Arvind Arasu, Aseem Rastogi, Tahina Ramananandro, Nikhil Swamy, and many others
including
Esha Ghosh, Kesha Hietala, Bryan Parno, Aymeric Fromherz, Jonathan Protzenko, Ravi Ramamurthy, Srinath Setty, Donald Kossman, Johannes Gehrke, Badrish Chandramouli, Alexander van Renen, Min Xu
An informal presentation covering the main content of the CPP '22 paper
A stepwise refinement proof, in 4 steps
------------------------------------------------.---------------------------
| |
High-level | High-level repr of records | Verifiers accept
spec | 256 bit record identifiers | only sequentially consistent logs
| | except for Merkle collision
--------------.---------------------------------.----------------------------
| |
Intermediate | Add a sub protocol to bind | Verifiers accept
verifier | record ids to shorter 16-bit | only S.C logs
| ids. | except for Merkle collision
| |
--------------.---------Simulation proof--------.-----------------------------
| |
Low-level | Move to low-level binary | ... S.C. logs
verifier | reprs (using EverParse) | except for Merkle collision
| Add multiset hashes | or multiset hash collision
| |
--------------.-------Functional correctness----.------------------------------
| |
Imperative | Executable imperative code | ... S.C. logs
code (Steel) | Epoch management | except for Merkle collision
| Explicit state aggregation | or multiset hash collision
| |
----||--------.----------------------------------------------------------------
||
|| F* + Karamel
||
\/
Zeta.{c,h} +
Formats.{c,h} + (EverParse)
Hacl.{c,h} (HACL* crypto)
Zeta.{c,h} ~ 4,000 LOC Formats.{c,h} ~ 3,000 LOC (Auto-generated from EverParse spec, spec carefully designed by Tahina)
Total F* + Steel code & proof: About 43 KLOC
About 6 KLOC is utils (probably end up as additions to F* stlib)

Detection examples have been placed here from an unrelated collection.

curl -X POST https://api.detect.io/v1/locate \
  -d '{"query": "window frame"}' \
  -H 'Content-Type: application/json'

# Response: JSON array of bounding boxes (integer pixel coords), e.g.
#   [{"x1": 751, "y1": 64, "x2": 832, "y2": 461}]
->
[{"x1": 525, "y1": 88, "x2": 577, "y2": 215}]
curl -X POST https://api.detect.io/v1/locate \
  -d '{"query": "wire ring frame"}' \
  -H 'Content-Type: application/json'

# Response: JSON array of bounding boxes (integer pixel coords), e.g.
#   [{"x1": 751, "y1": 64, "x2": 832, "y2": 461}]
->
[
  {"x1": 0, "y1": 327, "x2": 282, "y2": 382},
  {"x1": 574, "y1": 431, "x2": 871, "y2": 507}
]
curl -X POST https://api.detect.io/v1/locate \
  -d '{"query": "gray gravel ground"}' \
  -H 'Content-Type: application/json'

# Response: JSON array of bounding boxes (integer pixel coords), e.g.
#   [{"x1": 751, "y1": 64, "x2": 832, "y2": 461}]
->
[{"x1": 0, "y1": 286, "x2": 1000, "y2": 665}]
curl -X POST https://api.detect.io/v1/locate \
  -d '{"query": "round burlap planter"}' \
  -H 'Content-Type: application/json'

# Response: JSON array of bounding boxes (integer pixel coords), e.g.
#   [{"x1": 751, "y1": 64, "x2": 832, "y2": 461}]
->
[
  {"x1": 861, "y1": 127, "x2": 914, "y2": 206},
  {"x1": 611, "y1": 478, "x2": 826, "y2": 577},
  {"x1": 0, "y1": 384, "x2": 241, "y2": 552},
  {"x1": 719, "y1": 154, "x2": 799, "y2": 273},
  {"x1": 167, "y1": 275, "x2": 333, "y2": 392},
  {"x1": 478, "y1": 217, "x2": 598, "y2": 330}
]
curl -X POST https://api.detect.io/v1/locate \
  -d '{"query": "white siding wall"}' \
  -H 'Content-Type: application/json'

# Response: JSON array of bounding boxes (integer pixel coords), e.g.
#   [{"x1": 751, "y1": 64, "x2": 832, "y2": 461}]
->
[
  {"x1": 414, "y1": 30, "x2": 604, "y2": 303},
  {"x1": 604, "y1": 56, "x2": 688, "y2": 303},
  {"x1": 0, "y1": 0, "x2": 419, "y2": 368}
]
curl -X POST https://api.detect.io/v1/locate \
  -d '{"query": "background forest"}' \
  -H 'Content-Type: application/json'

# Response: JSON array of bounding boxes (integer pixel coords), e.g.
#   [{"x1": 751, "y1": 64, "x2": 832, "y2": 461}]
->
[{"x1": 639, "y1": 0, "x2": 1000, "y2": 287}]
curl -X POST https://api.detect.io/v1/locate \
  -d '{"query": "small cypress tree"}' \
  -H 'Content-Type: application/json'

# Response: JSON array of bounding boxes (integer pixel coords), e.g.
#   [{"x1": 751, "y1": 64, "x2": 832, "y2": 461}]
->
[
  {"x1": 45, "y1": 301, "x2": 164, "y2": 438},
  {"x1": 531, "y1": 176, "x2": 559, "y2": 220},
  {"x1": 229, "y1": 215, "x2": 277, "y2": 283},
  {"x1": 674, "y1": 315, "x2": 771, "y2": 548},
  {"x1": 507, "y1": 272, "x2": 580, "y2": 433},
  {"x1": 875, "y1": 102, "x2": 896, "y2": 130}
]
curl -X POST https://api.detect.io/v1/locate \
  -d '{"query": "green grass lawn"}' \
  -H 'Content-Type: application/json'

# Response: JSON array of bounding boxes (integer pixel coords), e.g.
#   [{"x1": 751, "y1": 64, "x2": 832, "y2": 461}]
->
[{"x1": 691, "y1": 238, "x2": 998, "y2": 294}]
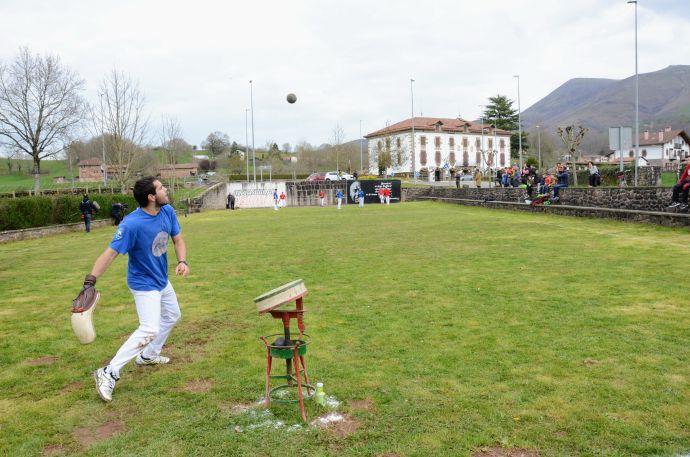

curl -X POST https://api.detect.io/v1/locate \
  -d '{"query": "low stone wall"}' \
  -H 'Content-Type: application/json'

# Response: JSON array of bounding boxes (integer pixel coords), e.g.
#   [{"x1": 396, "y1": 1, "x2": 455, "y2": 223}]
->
[
  {"x1": 0, "y1": 219, "x2": 113, "y2": 243},
  {"x1": 403, "y1": 187, "x2": 671, "y2": 211},
  {"x1": 419, "y1": 196, "x2": 690, "y2": 227},
  {"x1": 285, "y1": 181, "x2": 347, "y2": 206}
]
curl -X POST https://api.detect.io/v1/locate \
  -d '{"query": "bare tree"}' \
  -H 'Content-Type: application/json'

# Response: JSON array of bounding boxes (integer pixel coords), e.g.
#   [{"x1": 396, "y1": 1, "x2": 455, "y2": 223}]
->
[
  {"x1": 161, "y1": 116, "x2": 186, "y2": 194},
  {"x1": 0, "y1": 48, "x2": 85, "y2": 191},
  {"x1": 331, "y1": 124, "x2": 345, "y2": 171},
  {"x1": 94, "y1": 70, "x2": 148, "y2": 188},
  {"x1": 556, "y1": 125, "x2": 588, "y2": 186},
  {"x1": 201, "y1": 131, "x2": 231, "y2": 159}
]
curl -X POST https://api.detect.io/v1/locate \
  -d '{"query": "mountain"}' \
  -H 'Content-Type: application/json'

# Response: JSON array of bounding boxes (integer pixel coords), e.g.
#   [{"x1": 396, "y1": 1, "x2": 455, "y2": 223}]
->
[{"x1": 522, "y1": 65, "x2": 690, "y2": 137}]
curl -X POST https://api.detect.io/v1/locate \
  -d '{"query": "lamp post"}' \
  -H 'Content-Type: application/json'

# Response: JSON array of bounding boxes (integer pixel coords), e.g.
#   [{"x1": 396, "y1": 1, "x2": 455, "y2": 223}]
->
[
  {"x1": 249, "y1": 79, "x2": 256, "y2": 187},
  {"x1": 359, "y1": 119, "x2": 364, "y2": 172},
  {"x1": 513, "y1": 75, "x2": 522, "y2": 170},
  {"x1": 628, "y1": 0, "x2": 640, "y2": 187},
  {"x1": 244, "y1": 108, "x2": 249, "y2": 183},
  {"x1": 537, "y1": 125, "x2": 542, "y2": 170},
  {"x1": 410, "y1": 78, "x2": 417, "y2": 182},
  {"x1": 98, "y1": 92, "x2": 108, "y2": 186}
]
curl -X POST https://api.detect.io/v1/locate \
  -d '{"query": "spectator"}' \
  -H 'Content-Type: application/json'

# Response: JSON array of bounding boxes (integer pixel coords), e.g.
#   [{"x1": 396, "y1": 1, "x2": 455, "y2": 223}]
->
[
  {"x1": 79, "y1": 194, "x2": 94, "y2": 233},
  {"x1": 587, "y1": 160, "x2": 601, "y2": 187},
  {"x1": 553, "y1": 165, "x2": 570, "y2": 200},
  {"x1": 474, "y1": 167, "x2": 482, "y2": 188},
  {"x1": 669, "y1": 164, "x2": 690, "y2": 211},
  {"x1": 335, "y1": 189, "x2": 343, "y2": 209}
]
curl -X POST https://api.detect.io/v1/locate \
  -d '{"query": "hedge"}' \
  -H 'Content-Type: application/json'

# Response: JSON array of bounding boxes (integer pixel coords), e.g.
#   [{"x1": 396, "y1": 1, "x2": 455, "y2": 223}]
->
[{"x1": 0, "y1": 194, "x2": 139, "y2": 231}]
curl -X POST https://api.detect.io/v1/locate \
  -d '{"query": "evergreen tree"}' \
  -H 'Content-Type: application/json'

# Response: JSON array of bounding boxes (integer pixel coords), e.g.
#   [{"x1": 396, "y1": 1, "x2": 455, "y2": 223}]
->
[{"x1": 484, "y1": 94, "x2": 529, "y2": 159}]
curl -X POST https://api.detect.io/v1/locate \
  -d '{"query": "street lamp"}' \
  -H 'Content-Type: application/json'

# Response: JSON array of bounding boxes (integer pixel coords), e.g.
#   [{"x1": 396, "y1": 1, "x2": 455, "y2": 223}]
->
[
  {"x1": 244, "y1": 108, "x2": 249, "y2": 183},
  {"x1": 621, "y1": 0, "x2": 640, "y2": 187},
  {"x1": 359, "y1": 119, "x2": 364, "y2": 172},
  {"x1": 249, "y1": 79, "x2": 256, "y2": 187},
  {"x1": 410, "y1": 78, "x2": 417, "y2": 182},
  {"x1": 537, "y1": 125, "x2": 542, "y2": 170},
  {"x1": 98, "y1": 92, "x2": 108, "y2": 186},
  {"x1": 513, "y1": 75, "x2": 522, "y2": 170}
]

About 22 KLOC is just the protocol proof High/Intermediate part
-
Proof almost all done by Arvind!
-
But, with some contributions from Kesha Hietala and me (Nik) from Kesha's internship in 2020/2021
Remaining 16 KLOC is Steel + Low Level verifier
- Aseem, Arvind, and me (Nik), in the last ~6 months
Proof experience:
-
Incredibly subtle protocol proof.
-
Many small design-level bugs found and fixed as part of the proof.
-
And even at Steel implementaion level, many bit-fiddling tricks etc., impossible (at least for me) to get right without proofs.
-
The use of the tool around the math proof (High, Intermediate) was pretty good. This was Arvind's first real F* development and he was very productive, very quickly
-
Several earlier versions of the proof involved a lot of repeated boilerplate
-
Arvind's newer version got rid of ~1/3 of the code and made it much more generic
-
But, still, a lot of the proof is juggling things across different representations, and maybe there's some way to systematically automate such proofs (homotopy, cough???!!)
-
-
Steel part of the proof also involved several versions, wrestling with prover performance until we settled on a style that is predictable and efficient though quite verbose
- Now, trying to automate some parts of it (new experiments with Tahina)
-
But, the overall modular structure of the proof and the way in which we managed ownership, locks, invariants etc. was very modular and clean.
Applications:
We think Zeta is a very flexible, general purpose, cryptographic safety monitor
It can be used to retrofit existing services, for which verification is impossible/too costly, with strong safety guarantees
FastVer was a great proof of concept, that this can work, and can come at not too great cost
- E.g., compare against Amazon's QLDB, which offers much weaker guarantees
Some things we are looking at:
-
Azure Purview: Governance of Data Estates
Can we use Zeta to ensure that the correct access control policies are enforced?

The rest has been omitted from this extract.